544.3
Cooperative Marriage: Queer Politics of Chinese Lalas and Gay Men

Monday, July 14, 2014: 5:50 PM
Room: 303
Oral Presentation
Yingyi WANG , Social Work and Social Administration, The University of Hong Kong, Hong Kong, Hong Kong
Being a new and under-researched phenomenon since 2005, cooperative marriage attracts attention and generates debate in and out of the mainland Chinese LGBT community. Cooperative marriage is a heterosexual marriage performed and negotiated by two non-heterosexual parties, a lala(lesbian, bisexual and transgender woman) and a gay man.

Being a popular coping strategy of lalas and gay men in contemporary China, in facing the institution of family, marriage and heteronormativity, cooperative marriage offers great insights into Chinese families, tongzhi kinship and alternative forms of intimacy and queer alliances.

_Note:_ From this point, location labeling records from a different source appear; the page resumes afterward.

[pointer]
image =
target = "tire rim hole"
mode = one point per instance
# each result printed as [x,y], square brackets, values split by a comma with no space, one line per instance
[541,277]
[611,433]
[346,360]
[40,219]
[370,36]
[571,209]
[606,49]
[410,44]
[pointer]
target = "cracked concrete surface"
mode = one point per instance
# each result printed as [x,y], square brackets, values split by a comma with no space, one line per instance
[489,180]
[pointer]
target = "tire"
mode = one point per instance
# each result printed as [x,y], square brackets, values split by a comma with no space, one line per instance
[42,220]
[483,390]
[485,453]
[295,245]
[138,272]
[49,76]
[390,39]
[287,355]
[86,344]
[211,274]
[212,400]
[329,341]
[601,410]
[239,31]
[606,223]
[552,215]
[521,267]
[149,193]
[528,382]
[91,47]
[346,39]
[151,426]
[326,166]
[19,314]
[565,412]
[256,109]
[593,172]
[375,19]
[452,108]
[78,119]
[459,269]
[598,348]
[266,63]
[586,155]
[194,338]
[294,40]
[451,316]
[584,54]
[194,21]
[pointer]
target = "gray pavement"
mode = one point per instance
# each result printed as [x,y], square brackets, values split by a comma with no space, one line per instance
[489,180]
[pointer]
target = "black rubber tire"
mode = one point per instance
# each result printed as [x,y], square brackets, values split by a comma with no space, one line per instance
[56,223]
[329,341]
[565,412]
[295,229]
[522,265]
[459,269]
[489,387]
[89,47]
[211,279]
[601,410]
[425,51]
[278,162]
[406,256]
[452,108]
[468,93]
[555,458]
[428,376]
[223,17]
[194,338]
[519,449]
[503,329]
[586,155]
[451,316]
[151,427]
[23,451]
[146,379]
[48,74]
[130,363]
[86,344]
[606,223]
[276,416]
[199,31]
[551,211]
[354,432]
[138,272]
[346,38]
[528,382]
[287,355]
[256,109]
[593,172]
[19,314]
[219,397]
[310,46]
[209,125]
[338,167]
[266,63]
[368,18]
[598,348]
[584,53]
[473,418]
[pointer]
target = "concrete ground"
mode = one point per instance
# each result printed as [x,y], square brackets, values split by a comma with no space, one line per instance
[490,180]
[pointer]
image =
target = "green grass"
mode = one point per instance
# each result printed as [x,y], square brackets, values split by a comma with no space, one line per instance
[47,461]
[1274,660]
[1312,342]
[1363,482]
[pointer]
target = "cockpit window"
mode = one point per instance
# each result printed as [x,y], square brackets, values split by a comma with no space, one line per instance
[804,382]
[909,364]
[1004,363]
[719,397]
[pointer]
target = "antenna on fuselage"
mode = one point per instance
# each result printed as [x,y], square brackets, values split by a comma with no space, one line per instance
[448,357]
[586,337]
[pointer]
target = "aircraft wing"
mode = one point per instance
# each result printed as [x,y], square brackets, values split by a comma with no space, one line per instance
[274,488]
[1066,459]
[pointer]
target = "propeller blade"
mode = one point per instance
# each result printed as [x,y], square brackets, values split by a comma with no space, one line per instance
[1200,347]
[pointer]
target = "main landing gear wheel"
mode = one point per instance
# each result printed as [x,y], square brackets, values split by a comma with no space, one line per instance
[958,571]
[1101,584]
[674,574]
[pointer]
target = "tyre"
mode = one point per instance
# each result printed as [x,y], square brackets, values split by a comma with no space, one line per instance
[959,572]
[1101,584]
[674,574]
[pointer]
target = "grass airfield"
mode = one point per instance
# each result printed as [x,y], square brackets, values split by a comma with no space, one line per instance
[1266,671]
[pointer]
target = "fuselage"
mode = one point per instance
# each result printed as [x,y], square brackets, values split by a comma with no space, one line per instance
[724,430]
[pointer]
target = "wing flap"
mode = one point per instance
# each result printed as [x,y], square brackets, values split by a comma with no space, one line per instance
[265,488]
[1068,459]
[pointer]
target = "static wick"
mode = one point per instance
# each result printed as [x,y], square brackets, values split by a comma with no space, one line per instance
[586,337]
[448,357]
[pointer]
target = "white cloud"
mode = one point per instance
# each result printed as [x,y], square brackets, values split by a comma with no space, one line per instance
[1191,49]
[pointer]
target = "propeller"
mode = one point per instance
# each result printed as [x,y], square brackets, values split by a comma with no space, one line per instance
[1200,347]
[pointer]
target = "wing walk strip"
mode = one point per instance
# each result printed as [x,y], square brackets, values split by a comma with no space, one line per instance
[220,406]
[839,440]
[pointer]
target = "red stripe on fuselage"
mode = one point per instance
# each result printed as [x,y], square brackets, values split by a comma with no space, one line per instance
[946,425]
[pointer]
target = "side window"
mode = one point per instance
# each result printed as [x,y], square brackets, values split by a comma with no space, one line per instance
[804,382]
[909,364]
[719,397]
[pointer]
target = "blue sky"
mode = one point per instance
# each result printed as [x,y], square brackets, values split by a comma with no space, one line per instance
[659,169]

Filial piety, compulsory heterosexual marriage and potential housing, legal and financial benefits in heterosexual marriages are major momentum for this type of highly ritualized marriage. In cooperative marriage, both parties are fully aware of the obligations and nature of the marriage, however many of them struggle to make a balance between the conjugal family, natal family and their same-sex desire.

Various strategies are developed in finding and sustaining the (superficial) harmony of such families: different family practices, new family arrangement, the performance of masculinity and femininity in their conjugal houses and relevant public spaces. Friendship and even family bonds are thus developed and strengthened, forming new sexual alliances in the society.

Like all heterosexual marriages, cooperative marriage is also a gendered experience; therefore the study is especially interested in lalas’ experiences and narratives, their definition of love, family and intimacy. This research studies cooperative marriage from multiple aspects of family practices including domestic, consumption, kinship, marriage, emotion and parental practices, in order to understand their lived experiences and how they do gender and families. Feminist, interpretivist qualitative approach is adopted in the research. Semi-structured interviews were conducted and participant observation as well to gain insights of such marriages, 13 lalas and 7 gay men were interviewed, as well as activists from the LGBT community.